The authors declare no conflict of interest.

References

1. Blendowe H, Lawn JE, Vazquez T, et al. Preterm-associated visual impairment and estimates of retinopathy of prematurity at regional and global levels for 2010. Pediatr Res 2013; 74 (Suppl. 1): 35-49.
2. Norman M, Hallberg B, Abrahamsson T, et al. Association between year of birth and 1-year survival among extremely preterm infants in Sweden during 2004–2007 and 2014–2016, JAMA 2019; 321: 1188-1199.
3. Holmström G, Tornqvist K, Al-Hawasi A, et al. Increased frequency of retinopathy of prematurity over the last decade and significant regional differences. Acta Ophthalmol 2018; 96: 142-148.
4. International Committee for the Classification of Retinopathy of Prematurity. The International Classification of Retinopathy of Prematurity revisited. Arch Ophthalmol 2005; 123: 991-999.
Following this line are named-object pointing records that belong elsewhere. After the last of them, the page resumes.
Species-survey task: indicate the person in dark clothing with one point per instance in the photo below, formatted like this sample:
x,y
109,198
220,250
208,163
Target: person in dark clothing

5. Fierson WM; American Academy of Pediatrics Section on Ophthalmology; American Academy of Ophthalmology; American Association for Pediatric Ophthalmology and Strabismus; American Association of Certified Orthoptists. Screening examination of premature infants for retinopathy of prematurity. Pediatrics 2018; 142: e20183061.
6. Karacorlu M, Hocaoglu M, Sayman Muslubas I, Arf S. Long-term functional results following vitrectomy for advanced retinopathy of prematurity. Br J Ophthalmol 2017; 101: 730-734.